A $2.9 million funding injection from the Federal Government will support the rollout of a new saliva-based genetic test for glaucoma in Australia. The Adelaide team behind the technology believe it holds the key to improving outcomes for high risk patients and easing pressure on the healthcare system.

Ophthalmologists at Flinders University and The Council of the Queensland Institute of Medical Research have devised a novel glaucoma polygenic risk score (PRS) that identifies those at high risk of losing their sight and prioritises their treatment.

The substantial grant was announced on 23 November 2023 as part of the Australian Government Medical Research Future Fund (MRFF) Genomics Health Futures program, with the funding to help the rollout the test across the country.

According to a statement, until now, there has been no way of determining who will develop vision loss from glaucoma and how to better manage those at risk of developing the disease. Instead, they are commonly monitored every six months, which presents a burden to patients and healthcare systems.

Flinders University Professor of Ophthalmology Jamie Craig
Flinders University’s Professor Jamie Craig says the test represents a paradigm shift in glaucoma management.

It’s hoped the saliva-based test will change the current one-size-fits-all approach to one of a more personalised approach where high-risk patients are managed with specialist input. Meanwhile, those at a low- and intermediate-risk level can be managed safely and less frequently in optometric primary care.

Professor Jamie Craig, Matthew Flinders Distinguished Professor at the College of Medicine and Public Health at Flinders University, said this would markedly improve patient outcomes, quality-of-life, and timely access to care.

“The test will enable a paradigm shift in glaucoma management,” Craig said. “This will be Australia’s first validation study of a clinic-ready PRS for glaucoma, with collaboration across academia, primary/specialist care, consumer and industry. It is an exciting new opportunity to give patients an early diagnosis of glaucoma which can then lead to vision-saving treatment.

“Early diagnosis and timely intervention is key, and our strategy will focus on reducing the time it takes for a high risk patient to reach specialist care and intervention. We plan to develop and deliver a scalable approach for the genetic test, ready to be adopted in both community and specialist care settings across urban and regional locations.”

Craig said the project would also evaluate patient and clinician satisfaction, safety and cost effectiveness. Once widely adopted, he said PRS would enable clinicians to develop new, and more targeted, interventions for high-risk glaucoma patients.
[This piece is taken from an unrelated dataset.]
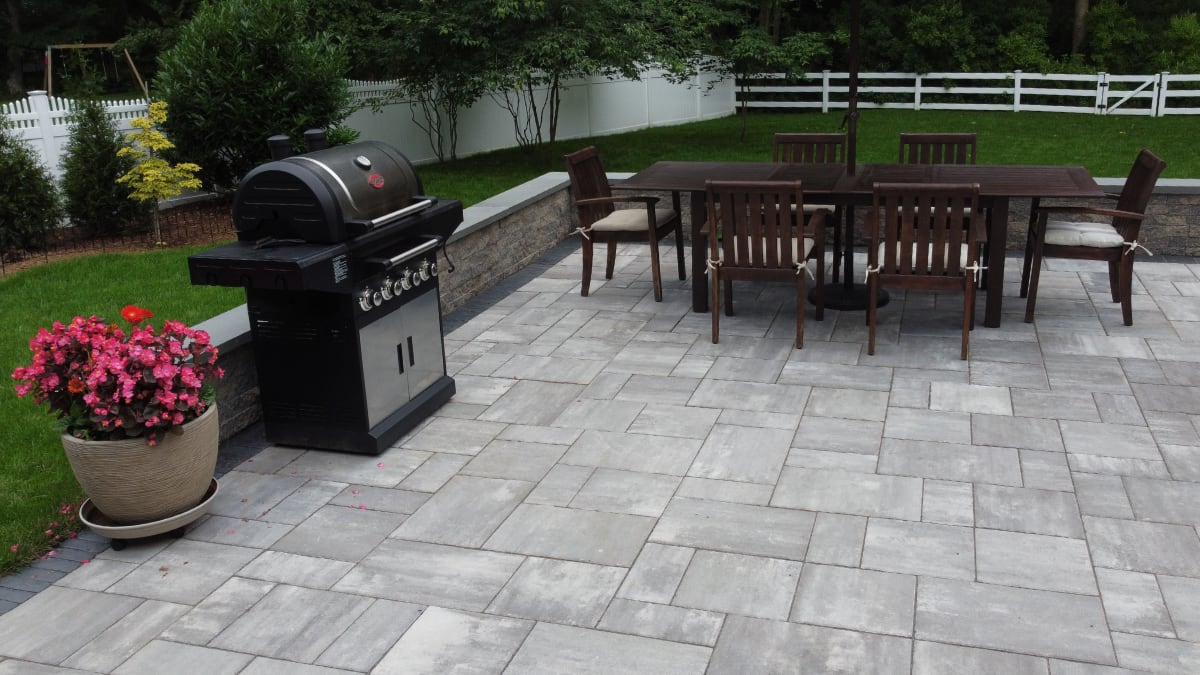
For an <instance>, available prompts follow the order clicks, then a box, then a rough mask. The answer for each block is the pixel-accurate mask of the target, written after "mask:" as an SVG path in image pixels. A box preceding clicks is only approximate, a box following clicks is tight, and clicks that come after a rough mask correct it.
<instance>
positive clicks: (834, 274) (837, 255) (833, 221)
mask: <svg viewBox="0 0 1200 675" xmlns="http://www.w3.org/2000/svg"><path fill="white" fill-rule="evenodd" d="M845 216H846V214H844V213H842V210H841V207H838V209H836V210H834V213H833V282H834V283H838V277H839V275H840V273H841V256H842V252H841V219H842V217H845ZM822 259H823V256H822ZM817 318H818V319H820V318H821V317H820V316H817Z"/></svg>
Craig is part of a multidisciplinary and collaborative team of clinician-scientists and researchers who have a world-leading track record in translational glaucoma research.

The project involves other researchers from Flinders University, University of Tasmania, The Garvan Institute of Medical Research, The Council of the Queensland Institute of Medical Research, University of Western Australia, University of Sydney, University of Adelaide, Macquarie University and University of New South Wales.